Final de ano: 38% das pessoas estavam pagando dívidas em outubro
30/11/2007
SÃO PAULO – Neste final de ano, os brasileiros estão mais sossegados em relação às
dívidas do que no mesmo período de 2006. Isso porque, enquanto em outubro do ano passado 50% das pessoas entrevistadas pela pesquisa Pulso Brasil disseram que estavam pagando algum empréstimo ou financiamento, no décimo mês de 2007 esta proporção foi de 38%.
O levantamento, realizado pela Ipsos a pedido do Ciesp e da Fiesp, aponta que a classe C é a mais endividada, com 45% das pessoas que disseram estar pagando algum empréstimo ou financiamento.
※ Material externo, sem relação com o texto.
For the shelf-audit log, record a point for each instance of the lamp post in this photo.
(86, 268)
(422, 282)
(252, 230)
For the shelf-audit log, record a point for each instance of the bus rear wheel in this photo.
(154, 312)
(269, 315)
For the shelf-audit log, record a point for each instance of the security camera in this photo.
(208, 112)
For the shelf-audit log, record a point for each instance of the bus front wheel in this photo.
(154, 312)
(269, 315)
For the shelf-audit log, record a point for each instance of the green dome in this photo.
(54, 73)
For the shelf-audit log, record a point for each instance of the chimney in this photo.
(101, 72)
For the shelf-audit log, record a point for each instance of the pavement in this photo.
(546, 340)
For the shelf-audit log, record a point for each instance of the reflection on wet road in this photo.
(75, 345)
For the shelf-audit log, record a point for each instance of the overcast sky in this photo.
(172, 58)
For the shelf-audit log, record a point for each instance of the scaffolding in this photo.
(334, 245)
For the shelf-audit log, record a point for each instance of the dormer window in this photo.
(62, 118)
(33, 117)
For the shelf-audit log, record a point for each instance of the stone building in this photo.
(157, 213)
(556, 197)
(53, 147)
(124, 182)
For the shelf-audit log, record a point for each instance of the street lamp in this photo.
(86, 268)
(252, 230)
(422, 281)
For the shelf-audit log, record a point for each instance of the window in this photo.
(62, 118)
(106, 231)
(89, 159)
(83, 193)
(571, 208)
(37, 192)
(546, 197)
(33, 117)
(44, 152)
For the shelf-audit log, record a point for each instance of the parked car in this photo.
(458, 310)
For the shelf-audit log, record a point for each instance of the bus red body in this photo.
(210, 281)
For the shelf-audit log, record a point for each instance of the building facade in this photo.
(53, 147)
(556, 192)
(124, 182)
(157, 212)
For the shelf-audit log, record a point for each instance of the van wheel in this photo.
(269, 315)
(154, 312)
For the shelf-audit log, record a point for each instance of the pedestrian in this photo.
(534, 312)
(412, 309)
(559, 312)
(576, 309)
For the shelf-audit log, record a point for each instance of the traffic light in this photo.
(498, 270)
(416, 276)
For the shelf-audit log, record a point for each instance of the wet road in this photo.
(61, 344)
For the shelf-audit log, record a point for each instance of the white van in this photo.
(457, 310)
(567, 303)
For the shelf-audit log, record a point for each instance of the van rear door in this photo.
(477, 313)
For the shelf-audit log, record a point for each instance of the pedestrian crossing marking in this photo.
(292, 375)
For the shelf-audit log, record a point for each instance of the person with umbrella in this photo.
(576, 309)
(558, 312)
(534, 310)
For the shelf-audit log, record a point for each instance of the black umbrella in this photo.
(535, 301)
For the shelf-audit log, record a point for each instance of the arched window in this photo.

Em seguida, estão a AB (41%) e a DE (31%).As pessoas mais endividadas estão nas regiões Norte e Centro-Oeste do País, com 64% dos pesquisados que disseram possuir débitos pendentes. No Sudeste, são 40%, enquanto no Sul são 35% e no Nordeste, 26%.
Modalidades
A modalidade campeã entre os endividados é a prestação em loja e financiamento de produto, com 77% das respostas em outubro deste ano, mesmo percentual do ano passado. Em seguida, estão o empréstimo bancário, com 21% das respostas, e ambos, com 2%.
A maior parte dos empréstimos é paga com carnê no banco ou débito em conta, com 55% das respostas dos mil entrevistados. O restante é descontado da folha de pagamento, com o crédito consignado.
Menos dívidas
A pesquisa ainda mostrou que 32% dos entrevistados estão sem possibilidade nenhuma de contrair dívidas, enquanto 31% se mostraram menos à vontade para aderir a empréstimos ou financiamentos.
A classe social mais à vontade para contrair débitos é a AB, com 30% das respostas. A menos à vontade, por sua vez, é a C, com 32%. Com relação à região do país, os sulistas se consideram mais aptos a aderir a empréstimos e financiamentos (24%) e os residentes no Norte e Centro-Oeste estão menos à vontade (43%).
Vilões
A chegada do final do ano representa mais gastos para as famílias brasileiras, já que as pessoas costumam aproveitar as férias e comemorar datas como o Natal e o Ano Novo. Diante deste contexto, o cartão de crédito e o 13º salário podem se transformar em vilões para o orçamento doméstico.,
Com o dinheiro “extra” em mãos, as pessoas logo pensam em sair gastando, atitude totalmente equivocada para quem possui débitos pendentes, por exemplo.”No geral, as pessoas costumam primeiro consumir do que pagar as dívidas, o que está errado. Elas devem pagar as dívidas, consumir o que é de necessidade e, o que sobrar, devem investir”, disse, de acordo com o Instituto Akatu, o supervisor do escritório do Dieese de São Paulo, José Silvestre Prado de Oliveira. A atitude previne que as dívidas aumentem ainda mais de valor.